I thought about this system of equations that I am interested in finding the solution to. I tried to solve it but wasn't able too since it isn't exactly easy to solve. I was wondering the best way to go about solving it without using brute force in a computer program. Is it even possible to come up with a good solution?

z has to be equal to naught, and it is not possible to use only integers.

$ \begin{cases} z*e*r*o = 0 \\ o*n*e = 1 \\ t*w*o = 2 \\ t*h*r*e*e = 3 \\ f*o*u*r = 4 \\ f*i*v*e = 5 \\ s*i*x = 6 \\ s*e*v*e*n = 7 \\ e*i*g*h*t = 8 \\ n*i*n*e = 9 \\ t*e*n = 10 \\ \end{cases} $

Answer 1

Note that there are eleven equations, but fifteen variables ($z$, $e$, $r$, $o$, $n$, $t$, $w$, $h$, $f$, $u$, $i$, $v$, $s$, $x$, and $g$). So there won't be a unique solution - at best, you could hope to find eleven of them in terms of the other four.

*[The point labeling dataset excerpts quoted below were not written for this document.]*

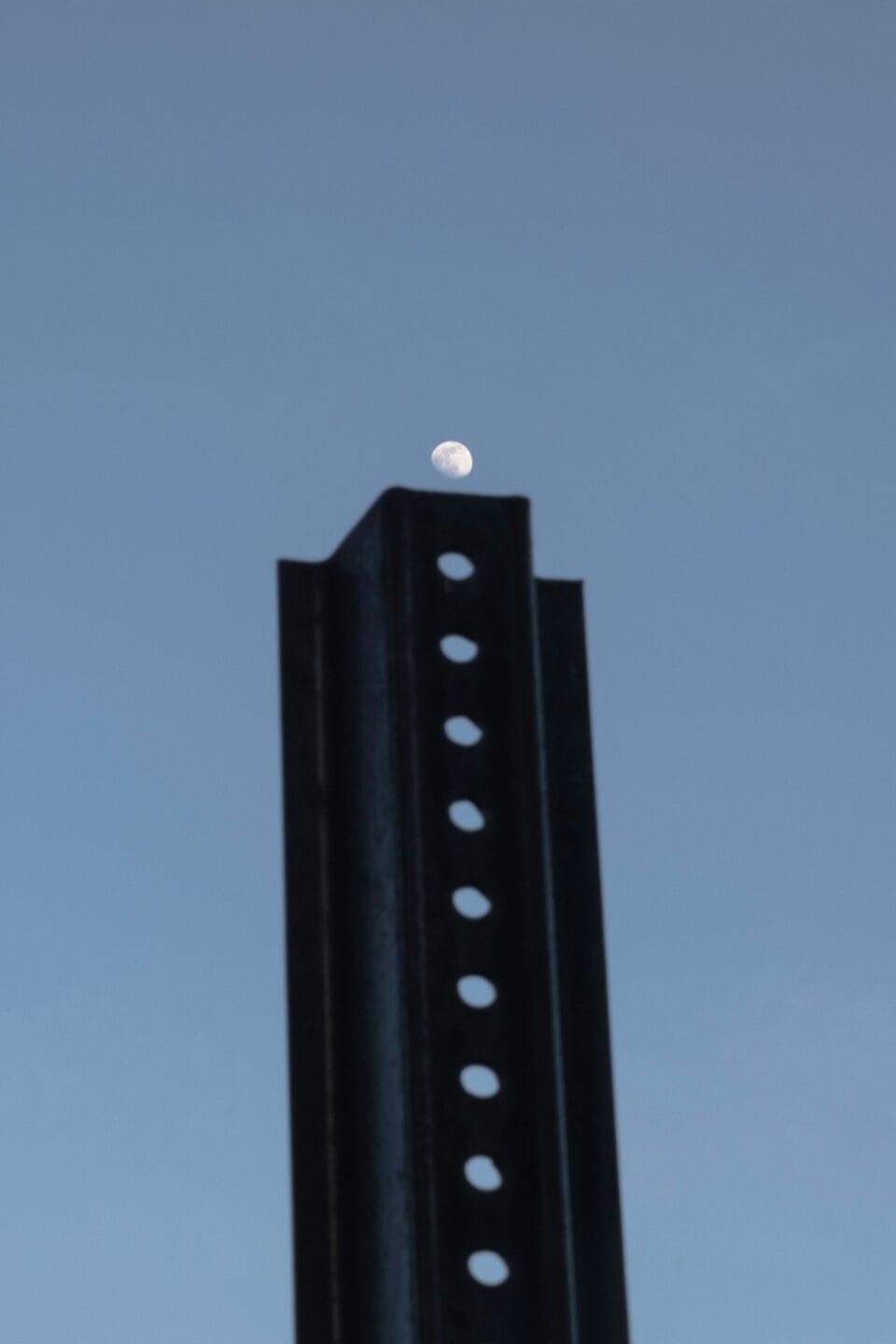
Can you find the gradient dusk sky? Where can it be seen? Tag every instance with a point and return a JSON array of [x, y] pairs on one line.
[[257, 259]]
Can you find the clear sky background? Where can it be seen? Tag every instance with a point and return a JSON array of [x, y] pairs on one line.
[[256, 261]]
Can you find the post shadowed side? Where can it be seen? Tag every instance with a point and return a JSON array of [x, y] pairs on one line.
[[400, 910]]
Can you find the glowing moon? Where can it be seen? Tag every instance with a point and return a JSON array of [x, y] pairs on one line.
[[453, 458]]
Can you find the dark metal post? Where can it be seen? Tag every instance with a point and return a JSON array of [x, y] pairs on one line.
[[424, 938]]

But taking the logarithm of each equation will make this doable: for example, $\ln{o * n * e} = \ln 1$ tells you that $\ln{o} + \ln{n} + \ln{e} = 0$. Then you can solve the system of linear equations for the logs of the variables; once you've done that, undo the logarithm to get the value of the variables.

Answer 2

The solutions can be expressed as $$ \eqalign{f&={\frac {144\,{e}^{2}v}{5\,{r}^{2}{u}^{2}}},g={\frac {384\,{ v}^{2}{e}^{4}}{25\,r{u}^{2}}},h={\frac {54\,v}{25\,{r}^{2}u}},i={ \frac {25\,{r}^{2}{u}^{2}}{144\,{e}^{3}{v}^{2}}},n={\frac {36\,ev}{5\, ru}},o={\frac {5\,ru}{36\,{e}^{2}v}},\cr s&={\frac {35\,ru}{36\,{e}^{3}{v}^ {2}}},t={\frac {25\,ru}{18\,{e}^{2}v}},w={\frac {1296\,{v}^{2}{e}^{4} }{125\,{r}^{2}{u}^{2}}},x={\frac {31104\,{e}^{6}{v}^{4}}{875\,{r}^{3}{ u}^{3}}},z=0} $$ with $e,r,u,v$ arbitrary nonzero numbers.